Conceptualization and Prototype of an Anti-Erosion Sensing Revetment for Levee Monitoring: Experimental Tests and Numerical Modeling

Abstract

The problem of levee embankment control during high flows is crucial for flood risk management in floodplains. Levee defense lines are often hundreds of kilometers long and surveys during emergencies are not easy tasks. For these reasons, levees monitored with in situ sensors and a suitable Information Technology (IT) real-time data communication and integration infrastructure, so-called “smart levees”, are gaining increasing interest as a crucial protection technology in floodplains. The paper presents the conceptualization of a prototype of a levee smart revetment, based on the integration of an optical fiber (OF) cable into a steel double-twisted wire mesh. In this paper the feasibility of this kind of revetment is firstly assessed.

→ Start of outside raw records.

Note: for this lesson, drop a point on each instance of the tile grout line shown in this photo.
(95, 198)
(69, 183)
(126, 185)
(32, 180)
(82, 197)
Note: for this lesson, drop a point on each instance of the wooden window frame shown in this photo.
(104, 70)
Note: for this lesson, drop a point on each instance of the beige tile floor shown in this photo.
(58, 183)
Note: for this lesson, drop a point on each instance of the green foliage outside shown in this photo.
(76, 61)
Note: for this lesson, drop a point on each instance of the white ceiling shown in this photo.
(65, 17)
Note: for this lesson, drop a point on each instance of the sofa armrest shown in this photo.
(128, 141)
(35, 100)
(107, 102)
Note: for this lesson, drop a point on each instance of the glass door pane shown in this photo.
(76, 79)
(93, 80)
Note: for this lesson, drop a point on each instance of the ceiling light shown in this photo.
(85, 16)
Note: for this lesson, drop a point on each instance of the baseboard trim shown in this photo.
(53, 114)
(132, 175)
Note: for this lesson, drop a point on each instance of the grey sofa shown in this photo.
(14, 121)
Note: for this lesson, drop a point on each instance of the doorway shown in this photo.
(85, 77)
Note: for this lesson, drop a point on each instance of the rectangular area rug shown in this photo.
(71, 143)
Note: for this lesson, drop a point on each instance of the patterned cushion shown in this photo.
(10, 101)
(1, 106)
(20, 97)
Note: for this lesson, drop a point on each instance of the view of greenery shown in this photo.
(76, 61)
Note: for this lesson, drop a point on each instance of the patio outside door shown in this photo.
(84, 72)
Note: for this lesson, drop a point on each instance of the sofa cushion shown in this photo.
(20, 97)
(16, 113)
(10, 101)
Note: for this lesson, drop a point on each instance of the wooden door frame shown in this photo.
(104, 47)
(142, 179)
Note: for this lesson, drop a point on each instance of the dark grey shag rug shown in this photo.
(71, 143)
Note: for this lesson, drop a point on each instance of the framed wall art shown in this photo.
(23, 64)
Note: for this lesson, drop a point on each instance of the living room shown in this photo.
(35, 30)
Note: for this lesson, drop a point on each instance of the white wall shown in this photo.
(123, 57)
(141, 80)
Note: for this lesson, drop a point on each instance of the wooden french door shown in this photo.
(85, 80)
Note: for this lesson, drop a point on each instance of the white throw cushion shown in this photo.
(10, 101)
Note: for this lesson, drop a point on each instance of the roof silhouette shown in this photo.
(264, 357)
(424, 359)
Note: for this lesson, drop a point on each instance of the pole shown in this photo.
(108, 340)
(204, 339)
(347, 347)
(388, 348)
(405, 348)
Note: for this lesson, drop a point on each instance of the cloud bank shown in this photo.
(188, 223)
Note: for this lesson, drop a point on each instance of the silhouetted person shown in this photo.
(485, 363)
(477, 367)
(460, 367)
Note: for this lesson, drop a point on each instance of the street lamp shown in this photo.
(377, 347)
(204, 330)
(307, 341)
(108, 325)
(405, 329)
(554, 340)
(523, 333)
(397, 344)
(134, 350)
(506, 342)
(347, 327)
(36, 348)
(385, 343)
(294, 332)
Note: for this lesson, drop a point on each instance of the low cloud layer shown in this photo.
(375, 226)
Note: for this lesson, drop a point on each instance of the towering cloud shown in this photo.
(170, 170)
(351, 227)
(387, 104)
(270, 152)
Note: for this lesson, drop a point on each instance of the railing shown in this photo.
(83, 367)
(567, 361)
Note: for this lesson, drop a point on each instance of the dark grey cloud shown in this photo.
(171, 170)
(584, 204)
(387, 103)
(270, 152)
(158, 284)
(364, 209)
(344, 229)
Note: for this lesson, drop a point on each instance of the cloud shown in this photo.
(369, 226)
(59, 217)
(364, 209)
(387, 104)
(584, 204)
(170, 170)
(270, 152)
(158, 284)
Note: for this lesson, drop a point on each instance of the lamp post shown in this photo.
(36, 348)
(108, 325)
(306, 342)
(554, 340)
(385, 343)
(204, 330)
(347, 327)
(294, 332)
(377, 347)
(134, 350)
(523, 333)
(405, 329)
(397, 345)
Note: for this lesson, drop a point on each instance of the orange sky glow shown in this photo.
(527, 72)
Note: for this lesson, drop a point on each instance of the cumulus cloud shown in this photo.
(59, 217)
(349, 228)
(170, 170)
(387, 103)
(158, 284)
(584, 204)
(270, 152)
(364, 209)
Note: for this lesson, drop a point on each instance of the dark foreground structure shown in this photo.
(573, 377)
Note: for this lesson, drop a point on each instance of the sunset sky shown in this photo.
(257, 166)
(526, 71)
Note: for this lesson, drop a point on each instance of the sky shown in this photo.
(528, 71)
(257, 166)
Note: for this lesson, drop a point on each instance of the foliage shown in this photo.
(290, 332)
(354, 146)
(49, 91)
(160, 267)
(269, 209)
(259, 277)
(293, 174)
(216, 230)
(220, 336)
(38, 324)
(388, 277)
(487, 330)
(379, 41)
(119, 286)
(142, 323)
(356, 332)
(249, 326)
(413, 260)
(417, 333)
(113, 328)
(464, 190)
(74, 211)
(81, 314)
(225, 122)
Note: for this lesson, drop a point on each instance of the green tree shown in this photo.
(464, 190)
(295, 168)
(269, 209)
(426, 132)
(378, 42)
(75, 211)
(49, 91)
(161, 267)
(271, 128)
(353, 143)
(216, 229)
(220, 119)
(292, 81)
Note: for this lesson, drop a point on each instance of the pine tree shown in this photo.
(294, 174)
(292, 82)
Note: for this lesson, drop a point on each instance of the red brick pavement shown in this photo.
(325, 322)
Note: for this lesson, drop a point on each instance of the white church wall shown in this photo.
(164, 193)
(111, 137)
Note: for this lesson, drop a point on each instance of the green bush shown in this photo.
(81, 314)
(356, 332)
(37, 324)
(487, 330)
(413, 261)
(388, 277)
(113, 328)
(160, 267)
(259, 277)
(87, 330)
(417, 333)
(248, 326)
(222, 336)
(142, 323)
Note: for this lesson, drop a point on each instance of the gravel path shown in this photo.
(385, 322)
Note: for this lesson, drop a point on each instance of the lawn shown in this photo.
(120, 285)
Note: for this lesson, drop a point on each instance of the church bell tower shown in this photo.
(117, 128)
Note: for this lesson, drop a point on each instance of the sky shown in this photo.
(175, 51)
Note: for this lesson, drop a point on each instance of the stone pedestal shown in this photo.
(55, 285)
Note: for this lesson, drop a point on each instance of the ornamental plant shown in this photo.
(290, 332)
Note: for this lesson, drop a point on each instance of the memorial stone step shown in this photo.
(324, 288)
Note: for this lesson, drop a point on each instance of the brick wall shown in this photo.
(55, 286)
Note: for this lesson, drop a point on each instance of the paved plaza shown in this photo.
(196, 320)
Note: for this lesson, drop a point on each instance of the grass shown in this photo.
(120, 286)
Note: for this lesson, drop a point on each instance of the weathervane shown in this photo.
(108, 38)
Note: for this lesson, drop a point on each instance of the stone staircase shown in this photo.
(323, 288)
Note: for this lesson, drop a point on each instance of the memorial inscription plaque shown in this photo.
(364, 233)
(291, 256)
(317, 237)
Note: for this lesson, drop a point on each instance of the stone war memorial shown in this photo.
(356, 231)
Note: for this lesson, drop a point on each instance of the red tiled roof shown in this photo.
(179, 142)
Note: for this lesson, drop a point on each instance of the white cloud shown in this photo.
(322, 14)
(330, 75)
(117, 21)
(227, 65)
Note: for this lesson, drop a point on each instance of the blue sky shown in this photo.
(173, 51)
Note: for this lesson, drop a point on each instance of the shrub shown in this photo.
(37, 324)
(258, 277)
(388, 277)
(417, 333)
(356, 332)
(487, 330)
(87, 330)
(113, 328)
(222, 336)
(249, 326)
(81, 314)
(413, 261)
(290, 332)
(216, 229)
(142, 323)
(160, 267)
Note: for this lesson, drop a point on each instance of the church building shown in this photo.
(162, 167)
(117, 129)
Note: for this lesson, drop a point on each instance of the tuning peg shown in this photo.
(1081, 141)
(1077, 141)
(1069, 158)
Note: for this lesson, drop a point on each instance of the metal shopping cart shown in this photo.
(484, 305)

The flow pattern of overtopping water on the embankment is discussed, thus producing a raw estimation of the shear stress acting on the revetment in the field. A sample case is then analyzed in both numerical and laboratory tests. For this purpose, a numerical Finite Element Model (FEM) to describe the mechanical behavior of a double-twisted wire mesh when loaded along its own plane is presented. Numerical results indicate that the related strain, relatively low as compared to the steel wire yield stress, can be fully detected by the optical fiber continuous Brillouin sensor. This has been validated by the experimental activity performed and a digital twin of the prototype of the smart revetment, suitable for virtually testing the product under any load and constraint conditions and tailoring the production process, has been created.